À la fin des années 1920, le géologue Albert Heim a initié un échange épistolaire, lançant un débat d’experts sur l’angle sous lequel les cartes nationales suisses devaient être éclairées.

En 1927, Albert Heim (1849-1937), géologue et professeur émérite de l’EPFZ, a publié un article intitulé « Die Beleuchtung in der Landkarte » (l’éclairage dans les cartes nationales). Selon Heim, la cartographie officielle de la Suisse était sur la mauvaise voie depuis de nombreuses décennies : les cartes Dufour et Siegfried contenaient un « mensonge » qui « était comme un poing en plein visage de la nature ». La critique acerbe de Heim faisait écho à une controverse vieille de plusieurs décennies et se référait à la source de lumière imaginaire qui éclaire les cartes. Elle peut ‘briller’ d’en haut à angle droit (éclairage vertical) ou projeter une lumière oblique sur la carte. La carte Dufour, avec son éclairage par le nord-ouest, avait donné le ton pour les cartes officielles de la Suisse, ce que le géologue a considéré toute sa vie comme une erreur. Mais sur quoi Heim fondait-il sa critique de l’éclairage nord-ouest ?

Un plaidoyer pour l’éclairage sud

Albert Heim était convaincu que « la grande majorité des usagers des cartes s’attendait à une image en relief des montagnes qui saute aux yeux ». Un éclairage oblique était le meilleur moyen d’obtenir une impression de relief. Cependant, il n’était pas d’accord que la lumière provienne du nord-ouest sur presque toutes les cartes de la Suisse. Selon Heim, cela allait à l’encontre de la réalité, car le soleil éclaire la Suisse en grande majorité depuis le sud :

« Cela me fait l’effet d’un coup de poignard au cœur : les vignobles et villages situés du côté ensoleillé de la vallée principale du Valais, sur la rive nord du lac Léman, les pentes ensoleillées et très cultivées du côté nord de la vallée du Rhin antérieur sont plongés dans l’ombre, alors que les pentes boisées des côtés ombragés sont dépeintes sous un soleil brûlant. »
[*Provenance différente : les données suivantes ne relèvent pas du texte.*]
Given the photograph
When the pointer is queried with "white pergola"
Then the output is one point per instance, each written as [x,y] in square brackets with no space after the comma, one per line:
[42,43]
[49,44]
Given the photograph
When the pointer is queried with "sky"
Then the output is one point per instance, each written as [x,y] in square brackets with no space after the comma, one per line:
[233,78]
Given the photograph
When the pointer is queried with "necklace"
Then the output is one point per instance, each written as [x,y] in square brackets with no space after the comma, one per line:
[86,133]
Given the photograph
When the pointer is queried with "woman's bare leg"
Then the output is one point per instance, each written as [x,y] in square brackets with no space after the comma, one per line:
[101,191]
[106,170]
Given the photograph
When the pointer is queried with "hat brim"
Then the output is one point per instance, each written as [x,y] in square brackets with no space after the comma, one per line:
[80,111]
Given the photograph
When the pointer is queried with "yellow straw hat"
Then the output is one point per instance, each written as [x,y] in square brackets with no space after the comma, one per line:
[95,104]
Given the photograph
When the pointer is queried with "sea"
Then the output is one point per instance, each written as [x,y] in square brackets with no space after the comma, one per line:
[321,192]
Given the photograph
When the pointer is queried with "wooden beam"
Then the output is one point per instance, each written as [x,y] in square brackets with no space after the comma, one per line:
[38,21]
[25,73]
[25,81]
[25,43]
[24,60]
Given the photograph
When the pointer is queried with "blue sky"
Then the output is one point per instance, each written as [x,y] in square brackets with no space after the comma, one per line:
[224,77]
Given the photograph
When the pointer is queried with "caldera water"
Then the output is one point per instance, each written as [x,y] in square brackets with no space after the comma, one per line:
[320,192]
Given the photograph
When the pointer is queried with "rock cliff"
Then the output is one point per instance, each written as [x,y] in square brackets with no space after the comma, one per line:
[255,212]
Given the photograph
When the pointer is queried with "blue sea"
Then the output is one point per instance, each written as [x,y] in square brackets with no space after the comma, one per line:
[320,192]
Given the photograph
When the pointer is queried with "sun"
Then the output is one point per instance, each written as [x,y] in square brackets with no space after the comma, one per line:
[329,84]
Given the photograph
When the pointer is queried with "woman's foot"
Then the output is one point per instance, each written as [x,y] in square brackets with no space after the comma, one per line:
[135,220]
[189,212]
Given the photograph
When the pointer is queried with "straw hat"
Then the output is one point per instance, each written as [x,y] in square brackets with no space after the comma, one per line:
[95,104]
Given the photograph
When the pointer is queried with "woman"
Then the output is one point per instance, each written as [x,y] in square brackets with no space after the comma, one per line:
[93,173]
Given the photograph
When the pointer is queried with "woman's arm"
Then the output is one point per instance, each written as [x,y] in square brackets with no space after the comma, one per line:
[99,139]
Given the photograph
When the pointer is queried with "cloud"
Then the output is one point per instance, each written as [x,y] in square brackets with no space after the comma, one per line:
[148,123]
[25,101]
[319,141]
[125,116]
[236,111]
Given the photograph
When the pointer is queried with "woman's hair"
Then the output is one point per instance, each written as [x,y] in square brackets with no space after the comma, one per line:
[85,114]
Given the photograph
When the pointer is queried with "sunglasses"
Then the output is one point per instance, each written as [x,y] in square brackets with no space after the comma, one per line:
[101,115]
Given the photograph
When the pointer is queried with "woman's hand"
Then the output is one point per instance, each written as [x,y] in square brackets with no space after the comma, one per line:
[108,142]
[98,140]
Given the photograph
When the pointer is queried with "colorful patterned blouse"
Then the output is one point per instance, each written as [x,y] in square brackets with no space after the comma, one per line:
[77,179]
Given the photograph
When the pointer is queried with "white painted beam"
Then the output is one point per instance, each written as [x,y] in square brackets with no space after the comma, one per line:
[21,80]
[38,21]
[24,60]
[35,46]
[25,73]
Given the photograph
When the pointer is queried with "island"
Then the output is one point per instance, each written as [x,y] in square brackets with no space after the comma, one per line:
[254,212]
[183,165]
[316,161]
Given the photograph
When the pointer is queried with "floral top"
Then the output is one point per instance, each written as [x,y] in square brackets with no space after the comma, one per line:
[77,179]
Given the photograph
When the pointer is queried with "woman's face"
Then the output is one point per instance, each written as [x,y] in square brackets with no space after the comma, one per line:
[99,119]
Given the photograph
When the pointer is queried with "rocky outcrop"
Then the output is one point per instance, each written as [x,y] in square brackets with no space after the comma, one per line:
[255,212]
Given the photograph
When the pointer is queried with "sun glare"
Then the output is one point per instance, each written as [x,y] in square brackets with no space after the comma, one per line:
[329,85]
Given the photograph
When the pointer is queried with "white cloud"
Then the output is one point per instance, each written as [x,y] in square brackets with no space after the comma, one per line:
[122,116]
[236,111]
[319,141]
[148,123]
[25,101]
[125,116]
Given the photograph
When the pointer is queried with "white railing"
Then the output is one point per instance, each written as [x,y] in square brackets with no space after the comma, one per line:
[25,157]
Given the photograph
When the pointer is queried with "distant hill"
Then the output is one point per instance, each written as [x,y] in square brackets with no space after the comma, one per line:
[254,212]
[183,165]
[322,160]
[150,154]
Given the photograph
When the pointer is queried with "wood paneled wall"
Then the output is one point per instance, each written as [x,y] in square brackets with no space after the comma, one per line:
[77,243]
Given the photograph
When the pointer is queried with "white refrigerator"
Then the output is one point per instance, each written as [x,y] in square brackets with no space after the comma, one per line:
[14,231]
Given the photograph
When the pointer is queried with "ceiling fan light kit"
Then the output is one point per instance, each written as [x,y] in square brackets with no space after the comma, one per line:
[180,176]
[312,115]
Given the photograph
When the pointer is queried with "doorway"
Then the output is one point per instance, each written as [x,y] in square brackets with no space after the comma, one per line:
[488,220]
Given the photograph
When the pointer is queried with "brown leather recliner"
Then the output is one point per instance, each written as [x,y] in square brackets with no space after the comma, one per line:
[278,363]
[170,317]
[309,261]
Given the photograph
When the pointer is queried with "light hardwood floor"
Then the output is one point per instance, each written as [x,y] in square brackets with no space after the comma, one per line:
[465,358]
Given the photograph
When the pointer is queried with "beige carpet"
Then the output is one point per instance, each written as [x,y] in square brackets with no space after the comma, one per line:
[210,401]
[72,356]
Albert Heim et d’autres partisans de l’éclairage sud ou sud-est voyaient dans l’éclairage nord-ouest une « erreur du passé » qu’il fallait absolument corriger. L’image cartographique aurait dû correspondre aux conditions naturelles et le géologue insistait pour que le Service topographique passe à un éclairage par le sud et « se détourne résolument de la convention erronée pour correspondre à la nature ».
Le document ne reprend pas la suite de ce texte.